Times columnist Tom Plate also teaches media and government ethics at UCLA. E-mail: [email protected]

Sure, if I were a Hong Konger, I would hope and pray like mad that Beijing will handle the takeover of my homeland with kid gloves. But I would also hope and pray, as the necessary compromises of transition are made, not to be mauled by too-quick-to-judge Western media coverage. Are both of these hopes too much to wish for?

While I can’t speak for Beijing, I am certain that much of the Western news media, especially the TV news crews planning to parachute in for the hand-over festivities, will find Hong Kong as difficult to understand overnight as the People’s Republic of China will find it to manage overnight. Even now, before the July 1 event, I almost think it’s the Westerners living here who are having the worst adjustment problems. Some 37,000 Americans live here, many of them working for 1,200 U.S.-based businesses, among them Bank of America and Goldman Sachs, which have drawn up just-in-case evacuation plans.

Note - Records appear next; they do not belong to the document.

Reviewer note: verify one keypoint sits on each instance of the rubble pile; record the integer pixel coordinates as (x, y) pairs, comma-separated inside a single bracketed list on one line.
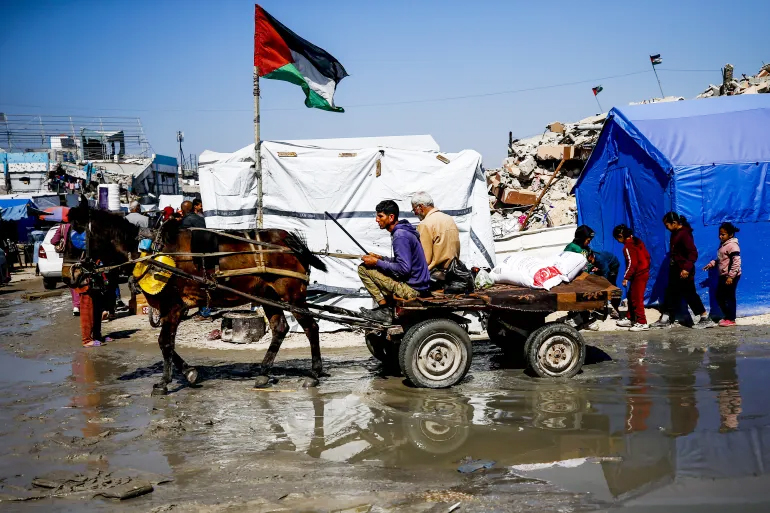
[(756, 84), (516, 187), (531, 162)]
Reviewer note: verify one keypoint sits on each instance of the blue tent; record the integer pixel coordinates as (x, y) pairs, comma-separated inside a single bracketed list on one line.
[(708, 160), (17, 209)]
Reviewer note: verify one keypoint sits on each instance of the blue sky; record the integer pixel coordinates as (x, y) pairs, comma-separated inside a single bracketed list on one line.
[(187, 65)]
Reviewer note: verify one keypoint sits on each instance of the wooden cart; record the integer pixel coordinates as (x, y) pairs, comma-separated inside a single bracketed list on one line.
[(432, 347)]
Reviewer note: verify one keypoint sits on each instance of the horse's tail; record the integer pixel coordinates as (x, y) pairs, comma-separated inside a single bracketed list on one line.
[(296, 242)]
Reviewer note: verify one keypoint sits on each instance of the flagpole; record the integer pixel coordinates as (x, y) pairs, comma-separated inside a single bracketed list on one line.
[(658, 78), (596, 97), (257, 150)]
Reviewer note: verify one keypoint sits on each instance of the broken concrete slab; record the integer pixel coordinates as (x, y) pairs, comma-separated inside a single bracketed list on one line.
[(551, 151), (518, 197), (556, 127), (527, 166)]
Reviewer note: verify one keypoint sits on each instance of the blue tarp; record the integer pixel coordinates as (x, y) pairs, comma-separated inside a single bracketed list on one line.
[(708, 160), (14, 209)]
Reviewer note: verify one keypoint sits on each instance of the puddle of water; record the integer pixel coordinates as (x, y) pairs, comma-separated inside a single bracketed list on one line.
[(668, 413)]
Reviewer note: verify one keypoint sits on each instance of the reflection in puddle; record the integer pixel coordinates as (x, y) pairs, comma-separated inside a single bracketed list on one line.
[(671, 412)]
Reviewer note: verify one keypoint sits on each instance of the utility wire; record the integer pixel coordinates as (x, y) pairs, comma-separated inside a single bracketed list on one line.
[(388, 104)]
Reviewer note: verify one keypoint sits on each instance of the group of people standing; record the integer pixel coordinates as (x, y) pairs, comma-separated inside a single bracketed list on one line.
[(681, 272)]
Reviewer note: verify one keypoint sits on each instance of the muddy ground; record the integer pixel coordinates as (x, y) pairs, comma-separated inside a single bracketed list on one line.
[(658, 421)]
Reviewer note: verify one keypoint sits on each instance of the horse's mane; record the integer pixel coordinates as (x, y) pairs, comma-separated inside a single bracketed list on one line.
[(107, 230), (298, 244)]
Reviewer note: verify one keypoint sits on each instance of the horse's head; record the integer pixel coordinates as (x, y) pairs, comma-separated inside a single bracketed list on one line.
[(110, 238)]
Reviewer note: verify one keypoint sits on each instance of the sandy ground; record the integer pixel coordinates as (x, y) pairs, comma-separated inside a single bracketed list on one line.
[(194, 333), (665, 420)]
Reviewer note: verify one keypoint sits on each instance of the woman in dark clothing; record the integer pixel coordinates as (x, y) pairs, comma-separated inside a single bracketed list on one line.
[(681, 274)]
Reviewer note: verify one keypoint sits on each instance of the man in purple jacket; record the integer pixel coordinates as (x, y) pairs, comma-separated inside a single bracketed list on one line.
[(405, 275)]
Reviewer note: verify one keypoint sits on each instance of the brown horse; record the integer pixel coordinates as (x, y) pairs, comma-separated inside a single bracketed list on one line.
[(113, 240)]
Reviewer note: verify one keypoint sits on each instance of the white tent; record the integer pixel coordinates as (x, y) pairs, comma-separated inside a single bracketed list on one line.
[(347, 178)]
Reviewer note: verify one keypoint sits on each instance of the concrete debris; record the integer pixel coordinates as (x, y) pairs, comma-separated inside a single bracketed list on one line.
[(755, 84), (515, 187), (531, 162)]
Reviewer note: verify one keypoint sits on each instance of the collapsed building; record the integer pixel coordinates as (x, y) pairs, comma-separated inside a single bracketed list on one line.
[(755, 84), (530, 191), (531, 166)]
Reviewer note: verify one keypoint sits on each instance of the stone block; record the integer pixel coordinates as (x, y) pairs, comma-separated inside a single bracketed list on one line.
[(527, 166), (518, 197), (556, 127)]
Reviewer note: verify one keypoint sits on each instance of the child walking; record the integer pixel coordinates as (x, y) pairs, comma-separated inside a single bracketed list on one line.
[(637, 274), (729, 262), (681, 274)]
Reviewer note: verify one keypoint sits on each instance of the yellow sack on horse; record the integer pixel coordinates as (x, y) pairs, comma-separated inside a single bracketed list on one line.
[(150, 278)]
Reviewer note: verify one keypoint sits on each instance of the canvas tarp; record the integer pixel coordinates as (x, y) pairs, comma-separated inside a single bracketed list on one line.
[(708, 160), (301, 182)]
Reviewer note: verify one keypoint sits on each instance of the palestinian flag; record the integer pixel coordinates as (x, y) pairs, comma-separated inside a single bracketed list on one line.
[(281, 54)]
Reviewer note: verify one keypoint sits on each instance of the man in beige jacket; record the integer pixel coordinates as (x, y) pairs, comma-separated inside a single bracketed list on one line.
[(439, 235)]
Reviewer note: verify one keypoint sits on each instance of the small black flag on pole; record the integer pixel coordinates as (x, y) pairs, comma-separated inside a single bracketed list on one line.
[(655, 59), (596, 90)]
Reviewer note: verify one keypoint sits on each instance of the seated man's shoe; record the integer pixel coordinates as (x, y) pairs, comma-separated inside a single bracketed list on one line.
[(381, 313)]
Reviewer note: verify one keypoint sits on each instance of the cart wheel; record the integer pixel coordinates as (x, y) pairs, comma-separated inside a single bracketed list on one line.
[(435, 353), (555, 351), (154, 317)]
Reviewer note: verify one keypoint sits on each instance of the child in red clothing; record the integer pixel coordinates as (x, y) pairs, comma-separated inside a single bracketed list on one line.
[(637, 274)]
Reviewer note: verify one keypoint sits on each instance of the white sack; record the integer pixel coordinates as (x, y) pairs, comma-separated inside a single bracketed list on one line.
[(570, 264), (527, 271)]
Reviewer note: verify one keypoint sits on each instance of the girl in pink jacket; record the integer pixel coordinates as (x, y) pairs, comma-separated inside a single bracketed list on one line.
[(729, 262)]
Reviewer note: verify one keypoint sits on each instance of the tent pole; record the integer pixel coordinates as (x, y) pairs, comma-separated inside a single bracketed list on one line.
[(658, 78), (257, 152), (599, 104)]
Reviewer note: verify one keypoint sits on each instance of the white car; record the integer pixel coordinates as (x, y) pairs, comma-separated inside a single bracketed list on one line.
[(49, 261)]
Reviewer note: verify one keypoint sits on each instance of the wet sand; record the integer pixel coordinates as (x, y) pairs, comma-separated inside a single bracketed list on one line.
[(660, 421)]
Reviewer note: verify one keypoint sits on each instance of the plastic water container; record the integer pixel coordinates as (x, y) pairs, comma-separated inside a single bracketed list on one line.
[(109, 197)]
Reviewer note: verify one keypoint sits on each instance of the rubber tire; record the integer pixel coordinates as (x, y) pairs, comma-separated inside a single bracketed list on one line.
[(541, 335), (419, 333), (154, 319)]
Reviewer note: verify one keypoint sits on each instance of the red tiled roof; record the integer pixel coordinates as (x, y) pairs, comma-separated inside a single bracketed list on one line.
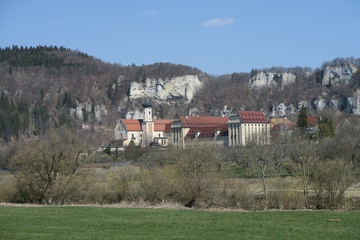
[(207, 132), (159, 124), (163, 125), (188, 121), (312, 120), (253, 117), (132, 124)]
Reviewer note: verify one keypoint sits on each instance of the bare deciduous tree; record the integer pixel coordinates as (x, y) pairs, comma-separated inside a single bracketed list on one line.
[(46, 167), (303, 153)]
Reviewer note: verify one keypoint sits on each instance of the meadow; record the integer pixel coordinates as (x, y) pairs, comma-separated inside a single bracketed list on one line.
[(78, 222)]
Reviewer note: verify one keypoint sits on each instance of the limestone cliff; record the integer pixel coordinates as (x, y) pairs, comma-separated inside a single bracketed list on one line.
[(176, 88), (338, 75)]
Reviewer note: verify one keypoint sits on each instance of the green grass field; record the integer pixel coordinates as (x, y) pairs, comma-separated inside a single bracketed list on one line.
[(127, 223)]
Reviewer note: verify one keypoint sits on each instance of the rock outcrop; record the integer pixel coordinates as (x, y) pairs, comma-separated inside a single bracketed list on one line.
[(338, 75), (268, 79), (319, 104), (176, 88)]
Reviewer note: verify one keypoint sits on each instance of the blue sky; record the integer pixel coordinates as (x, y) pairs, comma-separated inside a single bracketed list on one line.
[(218, 37)]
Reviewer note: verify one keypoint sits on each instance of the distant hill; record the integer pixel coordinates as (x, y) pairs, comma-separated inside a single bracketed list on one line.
[(48, 86)]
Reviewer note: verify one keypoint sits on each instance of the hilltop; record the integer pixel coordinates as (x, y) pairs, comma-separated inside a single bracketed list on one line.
[(45, 86)]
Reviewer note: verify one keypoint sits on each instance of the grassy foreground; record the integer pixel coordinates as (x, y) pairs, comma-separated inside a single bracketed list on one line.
[(127, 223)]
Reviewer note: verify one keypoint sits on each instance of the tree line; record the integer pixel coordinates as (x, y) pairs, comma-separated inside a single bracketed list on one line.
[(295, 171)]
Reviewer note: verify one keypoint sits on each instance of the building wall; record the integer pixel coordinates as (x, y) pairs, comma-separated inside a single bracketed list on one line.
[(240, 134)]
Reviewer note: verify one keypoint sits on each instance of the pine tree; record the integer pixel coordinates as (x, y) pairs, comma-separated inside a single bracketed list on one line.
[(302, 119)]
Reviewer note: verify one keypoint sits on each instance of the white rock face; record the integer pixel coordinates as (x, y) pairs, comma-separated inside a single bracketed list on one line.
[(353, 105), (281, 110), (183, 87), (100, 111), (334, 104), (319, 103), (77, 112), (268, 79), (303, 103), (225, 111), (340, 74)]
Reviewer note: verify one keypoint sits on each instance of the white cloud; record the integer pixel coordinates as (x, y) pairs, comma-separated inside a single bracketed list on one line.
[(151, 13), (215, 22), (56, 22)]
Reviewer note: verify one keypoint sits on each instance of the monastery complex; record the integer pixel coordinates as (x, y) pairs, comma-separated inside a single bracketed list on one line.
[(239, 129)]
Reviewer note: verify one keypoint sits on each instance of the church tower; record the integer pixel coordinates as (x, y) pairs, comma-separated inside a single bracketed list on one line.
[(147, 125)]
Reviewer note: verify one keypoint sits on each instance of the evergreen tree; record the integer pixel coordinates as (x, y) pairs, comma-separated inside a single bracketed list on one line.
[(326, 127), (302, 119)]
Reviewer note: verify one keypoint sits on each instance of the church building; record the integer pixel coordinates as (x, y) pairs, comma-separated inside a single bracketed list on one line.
[(248, 127), (144, 132), (240, 129)]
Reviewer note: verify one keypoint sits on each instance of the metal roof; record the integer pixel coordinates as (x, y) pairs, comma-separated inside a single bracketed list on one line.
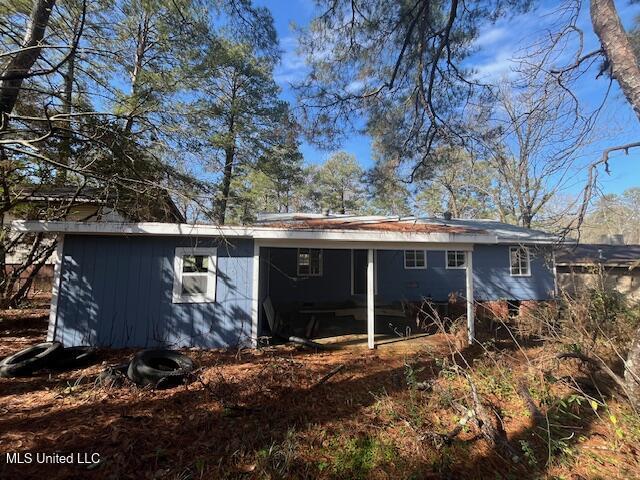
[(598, 254), (503, 231)]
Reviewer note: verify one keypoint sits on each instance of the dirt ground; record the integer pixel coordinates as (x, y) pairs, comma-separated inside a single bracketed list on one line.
[(259, 414)]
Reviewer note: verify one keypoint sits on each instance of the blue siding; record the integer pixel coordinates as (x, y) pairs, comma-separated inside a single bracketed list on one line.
[(286, 287), (116, 291), (435, 282), (493, 281)]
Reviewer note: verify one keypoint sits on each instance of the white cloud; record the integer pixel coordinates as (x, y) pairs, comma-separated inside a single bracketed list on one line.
[(292, 66), (497, 67), (490, 37)]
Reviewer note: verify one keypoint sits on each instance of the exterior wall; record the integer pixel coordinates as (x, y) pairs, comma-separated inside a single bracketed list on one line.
[(286, 287), (435, 282), (117, 292), (578, 279), (492, 279)]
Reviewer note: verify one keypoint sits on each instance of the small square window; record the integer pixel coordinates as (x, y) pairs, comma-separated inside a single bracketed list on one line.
[(415, 259), (519, 261), (309, 262), (195, 275), (456, 259)]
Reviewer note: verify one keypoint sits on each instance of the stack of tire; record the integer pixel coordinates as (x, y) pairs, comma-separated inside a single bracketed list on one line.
[(150, 368), (48, 355), (155, 368), (160, 368)]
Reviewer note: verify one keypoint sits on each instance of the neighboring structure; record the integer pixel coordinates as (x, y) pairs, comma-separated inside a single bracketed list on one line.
[(580, 267), (88, 205), (145, 284)]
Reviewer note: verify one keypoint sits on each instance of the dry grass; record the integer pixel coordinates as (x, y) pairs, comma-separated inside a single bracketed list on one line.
[(255, 415)]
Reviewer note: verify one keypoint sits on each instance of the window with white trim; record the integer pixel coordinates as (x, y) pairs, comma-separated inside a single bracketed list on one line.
[(456, 259), (195, 275), (309, 262), (519, 261), (415, 259)]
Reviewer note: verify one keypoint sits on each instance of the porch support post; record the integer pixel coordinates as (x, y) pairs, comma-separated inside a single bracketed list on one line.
[(470, 309), (255, 294), (371, 314)]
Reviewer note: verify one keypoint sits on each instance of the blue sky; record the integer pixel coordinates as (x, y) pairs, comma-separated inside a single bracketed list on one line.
[(499, 45)]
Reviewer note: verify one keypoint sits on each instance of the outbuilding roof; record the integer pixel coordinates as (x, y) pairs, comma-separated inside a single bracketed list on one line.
[(599, 254)]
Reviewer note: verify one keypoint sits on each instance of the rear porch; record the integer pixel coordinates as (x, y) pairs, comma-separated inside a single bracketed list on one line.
[(349, 296)]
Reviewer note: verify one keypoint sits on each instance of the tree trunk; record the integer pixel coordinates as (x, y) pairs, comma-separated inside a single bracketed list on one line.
[(20, 64), (625, 69), (142, 39), (226, 184), (616, 44), (632, 372), (67, 108)]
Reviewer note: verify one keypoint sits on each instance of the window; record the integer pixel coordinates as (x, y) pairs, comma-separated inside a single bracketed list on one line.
[(456, 259), (415, 259), (195, 275), (309, 262), (519, 261)]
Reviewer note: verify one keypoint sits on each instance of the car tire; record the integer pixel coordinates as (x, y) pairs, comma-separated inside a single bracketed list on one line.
[(75, 357), (160, 368), (30, 359)]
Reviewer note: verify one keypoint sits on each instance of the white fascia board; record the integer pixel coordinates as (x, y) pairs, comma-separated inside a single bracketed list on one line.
[(528, 241), (259, 233)]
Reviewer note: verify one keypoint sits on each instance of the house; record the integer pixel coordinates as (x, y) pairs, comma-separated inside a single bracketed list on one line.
[(585, 266), (148, 284), (68, 203)]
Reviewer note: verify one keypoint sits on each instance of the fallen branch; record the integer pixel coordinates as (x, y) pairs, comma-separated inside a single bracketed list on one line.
[(536, 414), (307, 343), (596, 363), (327, 376)]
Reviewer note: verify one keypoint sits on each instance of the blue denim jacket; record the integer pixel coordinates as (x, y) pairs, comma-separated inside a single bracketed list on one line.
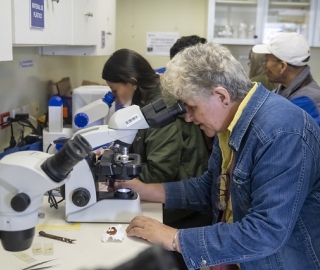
[(275, 191)]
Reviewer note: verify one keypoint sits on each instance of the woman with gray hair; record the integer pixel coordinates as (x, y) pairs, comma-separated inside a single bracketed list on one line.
[(266, 157)]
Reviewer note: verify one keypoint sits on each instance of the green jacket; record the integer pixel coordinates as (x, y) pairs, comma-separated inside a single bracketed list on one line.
[(172, 153)]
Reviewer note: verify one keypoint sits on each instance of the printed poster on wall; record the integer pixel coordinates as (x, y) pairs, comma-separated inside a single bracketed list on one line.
[(37, 14), (159, 43)]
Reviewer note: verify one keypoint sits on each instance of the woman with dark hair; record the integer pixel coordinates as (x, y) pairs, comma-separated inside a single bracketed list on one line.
[(174, 152)]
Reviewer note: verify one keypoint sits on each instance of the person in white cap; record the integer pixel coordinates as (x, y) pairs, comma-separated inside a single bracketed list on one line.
[(286, 62)]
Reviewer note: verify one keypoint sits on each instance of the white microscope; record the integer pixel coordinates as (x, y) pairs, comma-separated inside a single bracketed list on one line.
[(26, 176)]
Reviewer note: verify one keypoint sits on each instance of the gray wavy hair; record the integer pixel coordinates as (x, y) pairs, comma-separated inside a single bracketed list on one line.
[(197, 70)]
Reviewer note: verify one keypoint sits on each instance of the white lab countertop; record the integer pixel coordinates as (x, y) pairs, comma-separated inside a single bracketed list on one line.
[(88, 252)]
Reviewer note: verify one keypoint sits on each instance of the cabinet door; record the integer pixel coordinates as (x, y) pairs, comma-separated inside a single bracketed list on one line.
[(22, 32), (59, 22), (96, 36), (235, 22), (290, 16), (316, 27), (5, 29), (84, 22), (106, 27)]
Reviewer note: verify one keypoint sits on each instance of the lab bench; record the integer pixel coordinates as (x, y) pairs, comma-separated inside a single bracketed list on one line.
[(88, 252)]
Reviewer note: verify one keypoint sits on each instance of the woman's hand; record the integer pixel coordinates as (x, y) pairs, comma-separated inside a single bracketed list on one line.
[(99, 152), (153, 231)]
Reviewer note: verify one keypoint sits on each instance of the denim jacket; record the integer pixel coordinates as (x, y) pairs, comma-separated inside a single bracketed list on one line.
[(275, 190)]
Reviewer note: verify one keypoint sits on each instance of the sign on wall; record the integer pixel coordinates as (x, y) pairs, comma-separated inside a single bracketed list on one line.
[(37, 14), (159, 43)]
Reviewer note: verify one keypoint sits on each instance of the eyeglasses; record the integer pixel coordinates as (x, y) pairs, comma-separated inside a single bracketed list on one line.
[(223, 183), (264, 60)]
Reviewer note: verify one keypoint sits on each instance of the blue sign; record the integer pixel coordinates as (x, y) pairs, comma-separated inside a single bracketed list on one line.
[(37, 13)]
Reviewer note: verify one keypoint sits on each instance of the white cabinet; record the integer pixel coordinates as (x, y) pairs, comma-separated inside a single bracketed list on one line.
[(257, 21), (235, 22), (290, 16), (84, 19), (57, 23), (5, 30), (93, 31)]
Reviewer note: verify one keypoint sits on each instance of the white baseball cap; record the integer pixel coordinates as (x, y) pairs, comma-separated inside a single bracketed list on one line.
[(288, 47)]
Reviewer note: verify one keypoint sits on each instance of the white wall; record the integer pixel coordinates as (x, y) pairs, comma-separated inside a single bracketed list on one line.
[(20, 86)]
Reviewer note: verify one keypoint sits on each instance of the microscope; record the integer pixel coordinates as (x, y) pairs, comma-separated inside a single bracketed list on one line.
[(84, 201), (25, 176)]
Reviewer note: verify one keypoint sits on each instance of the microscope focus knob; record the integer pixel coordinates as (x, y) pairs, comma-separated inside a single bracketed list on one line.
[(81, 197), (20, 202)]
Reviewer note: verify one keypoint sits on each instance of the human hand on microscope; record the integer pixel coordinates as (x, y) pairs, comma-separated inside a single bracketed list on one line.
[(147, 192), (154, 232)]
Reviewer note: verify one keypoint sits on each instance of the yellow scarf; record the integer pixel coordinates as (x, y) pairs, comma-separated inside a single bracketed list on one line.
[(224, 138)]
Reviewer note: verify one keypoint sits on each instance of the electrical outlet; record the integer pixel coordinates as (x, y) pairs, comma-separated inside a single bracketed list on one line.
[(26, 109), (15, 111), (35, 108), (3, 119)]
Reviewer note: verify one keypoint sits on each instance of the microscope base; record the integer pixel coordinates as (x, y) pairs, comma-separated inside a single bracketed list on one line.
[(108, 210)]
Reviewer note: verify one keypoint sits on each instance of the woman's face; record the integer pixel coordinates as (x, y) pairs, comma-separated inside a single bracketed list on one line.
[(123, 92)]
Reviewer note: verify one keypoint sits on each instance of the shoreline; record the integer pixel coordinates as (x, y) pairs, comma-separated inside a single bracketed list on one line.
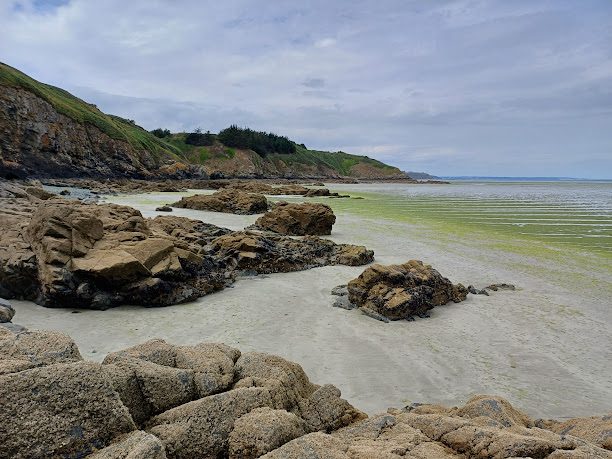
[(483, 345)]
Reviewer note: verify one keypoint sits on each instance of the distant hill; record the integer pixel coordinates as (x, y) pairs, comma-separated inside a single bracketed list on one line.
[(47, 132), (421, 176)]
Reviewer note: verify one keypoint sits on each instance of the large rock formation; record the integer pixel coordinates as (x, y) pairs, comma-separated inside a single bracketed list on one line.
[(263, 254), (226, 200), (298, 219), (402, 291), (63, 253), (158, 401)]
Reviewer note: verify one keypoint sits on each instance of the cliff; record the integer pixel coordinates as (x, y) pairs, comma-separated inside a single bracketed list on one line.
[(47, 132)]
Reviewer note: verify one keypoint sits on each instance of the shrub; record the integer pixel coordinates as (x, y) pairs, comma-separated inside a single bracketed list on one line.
[(161, 133), (198, 139), (262, 143)]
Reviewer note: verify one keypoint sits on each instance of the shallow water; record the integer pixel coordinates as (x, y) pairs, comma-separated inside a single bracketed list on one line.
[(545, 347), (574, 213)]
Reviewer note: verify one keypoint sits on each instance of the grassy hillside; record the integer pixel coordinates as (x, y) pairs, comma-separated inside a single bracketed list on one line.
[(82, 112), (339, 161), (174, 147)]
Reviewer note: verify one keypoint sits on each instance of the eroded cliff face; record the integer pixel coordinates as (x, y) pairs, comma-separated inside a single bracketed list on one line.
[(36, 140)]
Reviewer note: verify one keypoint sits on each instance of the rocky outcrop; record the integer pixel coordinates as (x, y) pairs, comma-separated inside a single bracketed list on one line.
[(63, 253), (402, 291), (158, 401), (253, 252), (297, 219), (226, 200), (6, 311), (596, 429)]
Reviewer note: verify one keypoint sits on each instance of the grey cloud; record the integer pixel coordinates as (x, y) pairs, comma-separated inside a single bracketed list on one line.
[(314, 82), (487, 87)]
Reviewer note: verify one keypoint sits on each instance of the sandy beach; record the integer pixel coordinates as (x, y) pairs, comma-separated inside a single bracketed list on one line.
[(546, 347)]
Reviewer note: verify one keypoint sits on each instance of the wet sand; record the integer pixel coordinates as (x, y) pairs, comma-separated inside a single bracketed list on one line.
[(545, 347)]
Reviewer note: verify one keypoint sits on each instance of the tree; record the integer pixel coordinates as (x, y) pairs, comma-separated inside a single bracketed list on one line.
[(198, 139), (161, 133), (262, 143)]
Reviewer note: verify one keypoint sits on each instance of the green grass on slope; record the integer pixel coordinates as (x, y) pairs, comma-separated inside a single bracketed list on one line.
[(82, 112), (338, 161), (174, 146)]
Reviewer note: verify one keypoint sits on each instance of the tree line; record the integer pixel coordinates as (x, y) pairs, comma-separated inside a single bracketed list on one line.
[(262, 143)]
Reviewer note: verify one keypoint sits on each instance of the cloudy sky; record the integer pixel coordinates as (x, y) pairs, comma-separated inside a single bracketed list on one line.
[(457, 87)]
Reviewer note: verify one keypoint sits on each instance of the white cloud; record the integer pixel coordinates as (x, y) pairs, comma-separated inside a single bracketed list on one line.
[(474, 81)]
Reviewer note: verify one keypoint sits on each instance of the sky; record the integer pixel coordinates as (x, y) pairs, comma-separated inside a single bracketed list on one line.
[(451, 87)]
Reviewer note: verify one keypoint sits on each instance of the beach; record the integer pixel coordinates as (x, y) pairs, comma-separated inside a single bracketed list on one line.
[(545, 347)]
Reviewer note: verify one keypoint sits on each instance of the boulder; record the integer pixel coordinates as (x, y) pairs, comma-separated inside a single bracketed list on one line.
[(112, 265), (268, 253), (495, 408), (263, 430), (596, 429), (56, 405), (403, 291), (6, 311), (37, 348), (135, 445), (60, 410), (201, 428), (316, 445), (298, 219), (320, 407), (155, 376), (227, 200), (39, 192), (65, 254)]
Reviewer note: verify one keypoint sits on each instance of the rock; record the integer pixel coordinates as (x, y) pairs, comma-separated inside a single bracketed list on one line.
[(355, 255), (39, 193), (495, 408), (263, 430), (344, 303), (289, 389), (135, 445), (15, 328), (373, 314), (38, 348), (155, 376), (110, 265), (324, 410), (402, 291), (266, 407), (201, 428), (64, 253), (596, 429), (298, 219), (496, 287), (264, 254), (226, 200), (313, 446), (60, 410), (6, 311)]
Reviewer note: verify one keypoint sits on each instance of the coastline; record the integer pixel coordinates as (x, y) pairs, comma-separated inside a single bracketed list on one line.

A lawyer from a top Los Angeles firm worries about his wife, who can’t sleep at night and who telephones family back in the States constantly. Real estate outfits in England and Australia exploit the fears from far off with splashy ads in the local papers offering “second homes.” But if average Hong Kongers are all that concerned, they appear to be too busy making money to show it. “Walking around,” agrees one local journalist, “you don’t feel an overriding fear.” Even departing British officials believe these doughty residents will be able to handle anything Beijing throws their way. “They are not exactly shivering in their boots,” says veteran British diplomat Hugh Davies, London’s key man on the Sino-British Joint Liaison Group.

In truth, a lot of Hong Kongers are happy to shed British rule, however rapidly enlightened it may have become as the curtain started to come down. The legacy of a humming economy, a first- class underground mass transit system, a renowned civil service and an independent judiciary notwithstanding, the British are not, after all, Chinese. And the government of the People’s Republic of China, for all its faults, is. Westerners must never underestimate the appeal of original ethnicity to a colonized populace. Moreover, Beijing really hasn’t screwed up yet, in Hong Kong’s eyes. Says Nellie K.M. Fong, a partner in the Hong Kong office of Arthur Andersen & Co., who was named by China to the influential Beijing transition committee: “My confidence in the future of Hong Kong is high. It grew from working for four years with the Chinese government. I have very few doubts.”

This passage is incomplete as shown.